By Justin Davis: Three days after the affair came out, Trisha’s brother came to stay with her. Trish and I were already separated, and weren’t talking to each other. Our marriage was on life-support. I had no way of knowing that her brother was in town -- until he showed up at the house in which I was staying.

When my brother-in-law came in the house, I started to apologize. I wanted him to know how sorry I was. I wanted him to know how I wished I could take it back. I wanted him to know how regretful I was that I had betrayed Trisha -- and betrayed him. He didn’t say a word; he just came and gave me a hug. He wrapped his arms around my neck and cried with me. After a few minutes, he just said “I love you”.

Radical grace. What I realized in that moment is that my betrayed brother-in-law had demonstrated a more Christ-like love and grace to me than I had ever extended to him.  My brother in law is gay. I was a pastor. Till then, we’d had a relationship, but it wasn’t based on grace.

When you’re desperate for grace and you’ve messed your life up beyond your ability to fix it, the rules you’ve lived by no longer make sense. I loved my brother-in-law, but in my heart I judged him. I cared deeply for him, but in my mind I thought I was better than him. In my economy, God was getting a better deal with me.

When you think you don’t need radical grace, it is so much easier to withhold it from others. It is easy to judge the drunk on the corner, the single mom on your kid’s field trip, the abusive husband, the lady on food stamps buying cigarettes at the grocery store, the porn addict. It is easy to think that we are more deserving -- more entitled -- to God’s love.

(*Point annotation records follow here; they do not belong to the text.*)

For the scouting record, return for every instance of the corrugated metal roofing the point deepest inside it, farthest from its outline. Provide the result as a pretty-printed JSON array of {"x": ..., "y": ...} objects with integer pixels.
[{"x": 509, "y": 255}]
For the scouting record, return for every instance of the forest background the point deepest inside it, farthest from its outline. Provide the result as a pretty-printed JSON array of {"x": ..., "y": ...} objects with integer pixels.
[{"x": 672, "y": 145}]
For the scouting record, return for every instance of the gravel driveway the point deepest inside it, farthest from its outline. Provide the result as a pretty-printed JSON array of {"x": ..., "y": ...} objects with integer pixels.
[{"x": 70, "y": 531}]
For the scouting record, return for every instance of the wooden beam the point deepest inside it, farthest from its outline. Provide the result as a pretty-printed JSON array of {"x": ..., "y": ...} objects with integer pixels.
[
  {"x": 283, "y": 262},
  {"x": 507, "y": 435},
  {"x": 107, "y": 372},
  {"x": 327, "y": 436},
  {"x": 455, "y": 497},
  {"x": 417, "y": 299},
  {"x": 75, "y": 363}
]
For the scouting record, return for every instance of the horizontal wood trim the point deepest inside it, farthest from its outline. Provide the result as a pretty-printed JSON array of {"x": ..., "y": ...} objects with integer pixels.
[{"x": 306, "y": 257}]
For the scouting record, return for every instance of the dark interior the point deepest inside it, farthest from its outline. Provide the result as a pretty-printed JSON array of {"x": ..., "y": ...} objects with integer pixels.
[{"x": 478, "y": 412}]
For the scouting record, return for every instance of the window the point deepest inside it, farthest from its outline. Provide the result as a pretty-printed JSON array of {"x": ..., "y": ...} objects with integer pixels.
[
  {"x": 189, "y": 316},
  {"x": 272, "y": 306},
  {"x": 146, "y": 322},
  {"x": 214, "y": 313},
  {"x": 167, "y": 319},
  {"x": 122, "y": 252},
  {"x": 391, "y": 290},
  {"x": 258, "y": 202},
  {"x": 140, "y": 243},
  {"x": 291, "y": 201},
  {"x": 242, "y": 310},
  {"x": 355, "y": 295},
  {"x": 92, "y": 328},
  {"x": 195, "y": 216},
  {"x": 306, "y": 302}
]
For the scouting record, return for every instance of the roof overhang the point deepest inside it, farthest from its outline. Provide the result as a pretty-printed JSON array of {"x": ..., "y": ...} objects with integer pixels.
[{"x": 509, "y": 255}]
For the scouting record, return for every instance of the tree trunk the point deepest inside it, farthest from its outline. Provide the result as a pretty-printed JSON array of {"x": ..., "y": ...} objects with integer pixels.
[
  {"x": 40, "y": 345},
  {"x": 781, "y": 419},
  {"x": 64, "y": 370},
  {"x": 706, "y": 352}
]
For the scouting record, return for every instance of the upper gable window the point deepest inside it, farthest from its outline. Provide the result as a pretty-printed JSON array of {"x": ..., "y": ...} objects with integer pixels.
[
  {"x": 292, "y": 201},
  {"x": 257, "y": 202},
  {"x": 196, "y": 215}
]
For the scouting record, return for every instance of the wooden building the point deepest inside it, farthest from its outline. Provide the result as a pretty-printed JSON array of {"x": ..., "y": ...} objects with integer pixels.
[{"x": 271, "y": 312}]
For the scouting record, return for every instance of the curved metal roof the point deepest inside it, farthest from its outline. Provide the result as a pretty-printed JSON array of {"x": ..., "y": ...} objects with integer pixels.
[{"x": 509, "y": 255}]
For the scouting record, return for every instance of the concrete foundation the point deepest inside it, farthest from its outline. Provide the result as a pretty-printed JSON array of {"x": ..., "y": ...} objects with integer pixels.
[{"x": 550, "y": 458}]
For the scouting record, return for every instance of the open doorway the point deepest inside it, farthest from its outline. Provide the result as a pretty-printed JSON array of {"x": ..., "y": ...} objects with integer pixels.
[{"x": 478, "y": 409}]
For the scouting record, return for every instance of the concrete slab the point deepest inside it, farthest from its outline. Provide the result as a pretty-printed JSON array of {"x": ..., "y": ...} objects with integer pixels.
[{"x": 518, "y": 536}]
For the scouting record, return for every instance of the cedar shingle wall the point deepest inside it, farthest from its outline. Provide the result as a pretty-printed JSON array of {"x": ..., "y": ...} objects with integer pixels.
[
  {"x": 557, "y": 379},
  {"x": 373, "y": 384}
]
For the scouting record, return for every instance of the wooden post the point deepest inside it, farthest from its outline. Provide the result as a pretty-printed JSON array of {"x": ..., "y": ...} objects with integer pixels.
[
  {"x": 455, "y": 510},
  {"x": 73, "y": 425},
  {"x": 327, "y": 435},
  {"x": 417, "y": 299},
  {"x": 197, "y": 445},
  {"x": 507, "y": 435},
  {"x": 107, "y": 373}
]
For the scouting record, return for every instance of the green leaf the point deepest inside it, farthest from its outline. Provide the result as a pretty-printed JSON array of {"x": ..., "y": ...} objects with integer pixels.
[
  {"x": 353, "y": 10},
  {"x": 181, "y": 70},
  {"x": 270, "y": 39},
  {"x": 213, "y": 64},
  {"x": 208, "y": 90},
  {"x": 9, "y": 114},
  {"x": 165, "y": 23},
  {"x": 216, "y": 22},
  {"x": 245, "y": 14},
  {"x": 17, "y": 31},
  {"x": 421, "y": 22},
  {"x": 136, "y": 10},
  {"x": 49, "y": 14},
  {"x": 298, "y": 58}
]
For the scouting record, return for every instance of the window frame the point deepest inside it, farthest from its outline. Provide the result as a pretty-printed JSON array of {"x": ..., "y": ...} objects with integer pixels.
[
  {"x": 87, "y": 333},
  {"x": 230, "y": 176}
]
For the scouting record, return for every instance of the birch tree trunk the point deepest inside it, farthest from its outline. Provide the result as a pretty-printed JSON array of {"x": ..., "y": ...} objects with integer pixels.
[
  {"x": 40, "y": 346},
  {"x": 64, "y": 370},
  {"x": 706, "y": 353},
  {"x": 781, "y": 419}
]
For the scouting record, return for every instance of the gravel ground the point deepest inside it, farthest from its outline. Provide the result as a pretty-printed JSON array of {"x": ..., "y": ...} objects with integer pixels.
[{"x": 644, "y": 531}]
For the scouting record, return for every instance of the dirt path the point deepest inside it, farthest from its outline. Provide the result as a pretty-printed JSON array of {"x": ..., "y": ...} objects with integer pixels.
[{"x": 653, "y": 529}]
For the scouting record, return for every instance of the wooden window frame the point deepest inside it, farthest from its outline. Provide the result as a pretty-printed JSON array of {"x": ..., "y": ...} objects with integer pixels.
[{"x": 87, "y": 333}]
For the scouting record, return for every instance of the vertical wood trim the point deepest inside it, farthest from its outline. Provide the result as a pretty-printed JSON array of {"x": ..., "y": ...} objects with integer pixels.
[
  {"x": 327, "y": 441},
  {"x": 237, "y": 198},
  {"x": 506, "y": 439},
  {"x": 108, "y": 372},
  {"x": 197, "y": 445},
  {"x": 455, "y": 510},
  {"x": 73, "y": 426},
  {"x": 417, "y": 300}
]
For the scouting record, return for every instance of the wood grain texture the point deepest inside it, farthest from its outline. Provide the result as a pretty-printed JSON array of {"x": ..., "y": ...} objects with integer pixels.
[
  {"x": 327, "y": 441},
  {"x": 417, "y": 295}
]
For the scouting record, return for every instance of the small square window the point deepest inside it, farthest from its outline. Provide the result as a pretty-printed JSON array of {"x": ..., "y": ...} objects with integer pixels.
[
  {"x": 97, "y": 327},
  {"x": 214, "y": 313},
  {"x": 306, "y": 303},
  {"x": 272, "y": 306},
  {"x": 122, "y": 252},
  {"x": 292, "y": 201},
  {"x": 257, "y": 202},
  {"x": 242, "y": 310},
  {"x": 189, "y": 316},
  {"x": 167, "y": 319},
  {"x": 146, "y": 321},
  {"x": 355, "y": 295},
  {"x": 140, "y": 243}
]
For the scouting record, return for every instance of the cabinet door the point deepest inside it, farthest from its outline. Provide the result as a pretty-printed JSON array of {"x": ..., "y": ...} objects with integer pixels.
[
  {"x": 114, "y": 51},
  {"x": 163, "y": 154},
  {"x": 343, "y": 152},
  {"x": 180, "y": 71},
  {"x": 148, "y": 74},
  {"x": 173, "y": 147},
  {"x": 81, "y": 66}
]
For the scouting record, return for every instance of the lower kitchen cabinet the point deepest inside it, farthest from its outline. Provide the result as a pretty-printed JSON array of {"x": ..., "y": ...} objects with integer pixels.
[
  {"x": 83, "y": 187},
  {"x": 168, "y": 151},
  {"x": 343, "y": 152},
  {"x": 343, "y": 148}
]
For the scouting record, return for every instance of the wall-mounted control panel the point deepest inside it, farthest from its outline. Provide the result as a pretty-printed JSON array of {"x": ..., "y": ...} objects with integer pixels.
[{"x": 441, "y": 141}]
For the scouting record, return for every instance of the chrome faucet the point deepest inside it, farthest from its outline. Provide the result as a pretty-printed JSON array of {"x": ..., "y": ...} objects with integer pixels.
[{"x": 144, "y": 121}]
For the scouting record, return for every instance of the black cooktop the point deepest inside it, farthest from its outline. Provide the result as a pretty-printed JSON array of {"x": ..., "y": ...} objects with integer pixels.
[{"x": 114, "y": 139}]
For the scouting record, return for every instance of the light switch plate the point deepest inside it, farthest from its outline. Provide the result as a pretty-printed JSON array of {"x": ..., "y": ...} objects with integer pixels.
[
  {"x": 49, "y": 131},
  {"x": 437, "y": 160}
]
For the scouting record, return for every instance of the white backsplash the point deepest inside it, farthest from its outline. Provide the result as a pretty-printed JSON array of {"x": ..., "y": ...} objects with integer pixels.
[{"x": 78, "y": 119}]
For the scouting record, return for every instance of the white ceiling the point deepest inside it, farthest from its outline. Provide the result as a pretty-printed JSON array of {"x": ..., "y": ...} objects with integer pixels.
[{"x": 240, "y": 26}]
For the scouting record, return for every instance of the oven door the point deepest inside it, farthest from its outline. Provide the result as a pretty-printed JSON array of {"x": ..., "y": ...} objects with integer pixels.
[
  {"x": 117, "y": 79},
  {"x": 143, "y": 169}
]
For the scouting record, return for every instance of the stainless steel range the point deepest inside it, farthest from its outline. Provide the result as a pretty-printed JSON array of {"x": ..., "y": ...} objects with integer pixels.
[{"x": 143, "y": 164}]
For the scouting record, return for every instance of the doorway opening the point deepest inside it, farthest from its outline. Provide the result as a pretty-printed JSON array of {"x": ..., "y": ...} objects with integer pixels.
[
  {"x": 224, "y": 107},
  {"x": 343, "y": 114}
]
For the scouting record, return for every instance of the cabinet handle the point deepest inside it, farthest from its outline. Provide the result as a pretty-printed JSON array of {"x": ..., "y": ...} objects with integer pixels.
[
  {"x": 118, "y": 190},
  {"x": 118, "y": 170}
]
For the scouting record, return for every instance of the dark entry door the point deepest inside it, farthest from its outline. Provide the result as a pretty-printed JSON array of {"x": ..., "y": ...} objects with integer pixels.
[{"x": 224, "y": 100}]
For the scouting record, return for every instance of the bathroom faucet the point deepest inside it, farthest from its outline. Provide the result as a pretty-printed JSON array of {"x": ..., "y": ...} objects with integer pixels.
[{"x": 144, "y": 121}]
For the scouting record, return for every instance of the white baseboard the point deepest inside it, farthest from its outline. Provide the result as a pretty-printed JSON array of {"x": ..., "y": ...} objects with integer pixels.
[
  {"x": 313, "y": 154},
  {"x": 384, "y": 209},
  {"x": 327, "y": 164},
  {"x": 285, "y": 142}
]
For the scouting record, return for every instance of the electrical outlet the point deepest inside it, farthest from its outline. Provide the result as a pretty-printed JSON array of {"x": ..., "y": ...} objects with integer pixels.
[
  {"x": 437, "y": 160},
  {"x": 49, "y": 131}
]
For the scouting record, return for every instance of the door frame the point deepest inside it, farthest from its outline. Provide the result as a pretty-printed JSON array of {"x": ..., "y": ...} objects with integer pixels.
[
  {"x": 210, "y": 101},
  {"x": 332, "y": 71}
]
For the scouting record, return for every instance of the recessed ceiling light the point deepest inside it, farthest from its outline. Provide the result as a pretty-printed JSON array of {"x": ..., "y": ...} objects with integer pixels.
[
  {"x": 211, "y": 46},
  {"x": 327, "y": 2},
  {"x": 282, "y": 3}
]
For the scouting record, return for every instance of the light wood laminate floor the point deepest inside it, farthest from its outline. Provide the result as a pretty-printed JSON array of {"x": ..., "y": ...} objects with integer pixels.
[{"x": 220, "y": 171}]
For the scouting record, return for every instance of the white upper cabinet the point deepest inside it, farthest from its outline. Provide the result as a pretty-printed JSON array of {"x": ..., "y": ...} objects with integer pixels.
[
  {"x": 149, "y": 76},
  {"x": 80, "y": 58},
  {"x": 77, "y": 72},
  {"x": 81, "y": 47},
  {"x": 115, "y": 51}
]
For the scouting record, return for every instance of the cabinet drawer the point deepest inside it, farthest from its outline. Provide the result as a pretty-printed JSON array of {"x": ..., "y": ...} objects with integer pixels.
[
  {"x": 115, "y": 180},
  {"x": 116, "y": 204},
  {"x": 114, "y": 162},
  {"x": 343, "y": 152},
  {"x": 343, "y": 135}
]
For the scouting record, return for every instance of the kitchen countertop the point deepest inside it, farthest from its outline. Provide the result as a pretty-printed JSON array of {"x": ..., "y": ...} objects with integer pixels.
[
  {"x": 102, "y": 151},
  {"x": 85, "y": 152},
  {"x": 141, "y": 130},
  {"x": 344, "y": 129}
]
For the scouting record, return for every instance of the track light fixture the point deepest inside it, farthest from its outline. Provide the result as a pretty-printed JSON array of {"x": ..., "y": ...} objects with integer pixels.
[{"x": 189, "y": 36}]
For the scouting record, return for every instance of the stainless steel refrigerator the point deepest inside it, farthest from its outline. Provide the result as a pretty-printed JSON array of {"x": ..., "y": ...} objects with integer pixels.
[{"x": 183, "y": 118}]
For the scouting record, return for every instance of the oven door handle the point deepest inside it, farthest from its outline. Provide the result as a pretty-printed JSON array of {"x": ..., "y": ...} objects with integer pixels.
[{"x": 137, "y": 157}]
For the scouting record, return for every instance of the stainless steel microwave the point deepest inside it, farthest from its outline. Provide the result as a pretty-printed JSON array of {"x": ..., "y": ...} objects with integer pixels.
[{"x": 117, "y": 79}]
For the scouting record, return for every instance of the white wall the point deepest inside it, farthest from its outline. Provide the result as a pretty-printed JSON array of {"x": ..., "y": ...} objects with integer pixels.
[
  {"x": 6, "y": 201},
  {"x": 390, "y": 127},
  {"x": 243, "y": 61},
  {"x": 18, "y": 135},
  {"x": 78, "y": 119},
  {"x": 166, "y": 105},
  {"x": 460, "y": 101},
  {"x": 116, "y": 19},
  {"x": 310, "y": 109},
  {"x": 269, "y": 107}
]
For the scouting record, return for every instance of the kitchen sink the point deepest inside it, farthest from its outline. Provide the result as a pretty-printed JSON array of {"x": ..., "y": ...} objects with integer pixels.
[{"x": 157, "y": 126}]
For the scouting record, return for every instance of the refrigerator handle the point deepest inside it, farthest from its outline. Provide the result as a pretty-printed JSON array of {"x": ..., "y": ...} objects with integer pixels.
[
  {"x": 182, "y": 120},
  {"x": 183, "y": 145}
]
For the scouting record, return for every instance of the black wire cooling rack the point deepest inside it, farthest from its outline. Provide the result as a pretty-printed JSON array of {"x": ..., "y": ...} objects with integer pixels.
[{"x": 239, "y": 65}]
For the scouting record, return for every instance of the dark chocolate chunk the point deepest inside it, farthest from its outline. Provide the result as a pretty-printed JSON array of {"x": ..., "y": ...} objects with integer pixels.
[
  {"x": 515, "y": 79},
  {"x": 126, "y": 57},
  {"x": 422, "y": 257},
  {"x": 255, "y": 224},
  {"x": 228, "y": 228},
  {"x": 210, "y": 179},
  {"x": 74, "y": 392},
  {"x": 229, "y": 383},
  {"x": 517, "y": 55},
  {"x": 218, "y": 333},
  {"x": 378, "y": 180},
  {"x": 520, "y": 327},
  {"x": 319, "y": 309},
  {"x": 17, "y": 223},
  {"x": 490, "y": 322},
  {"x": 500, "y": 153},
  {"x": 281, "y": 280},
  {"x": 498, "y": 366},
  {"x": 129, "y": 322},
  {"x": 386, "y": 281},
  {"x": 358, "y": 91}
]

What I realized and continue to realize is I am those people. I am the drunk, the porn addict, the prostitute, the abusive husband, the crack addict. I am them, and I need grace.

Do I agree with my brother-in-laws lifestyle? No. But that is the scandalous and audacious thing about grace: it is unconditional. It is unending and undeserved mercy. It has nothing to do with agreeing with a lifestyle or dispensing what someone deserves, or proving a point or being right. Grace flies in the face of all of that.

What kind of grace does it take to hug your sister’s husband three days after he’s admitted to an affair? What kind of grace does it take to say I love you to someone who’s betrayed you so deeply? Radical grace. My brother-in-law gave me something that day that I didn’t deserve and could never repay…and he extended more to me than I had ever been willing to extend to him.

And I am forever grateful.

Do you have trouble realizing your need for radical grace? Do you have trouble extending radical grace to others?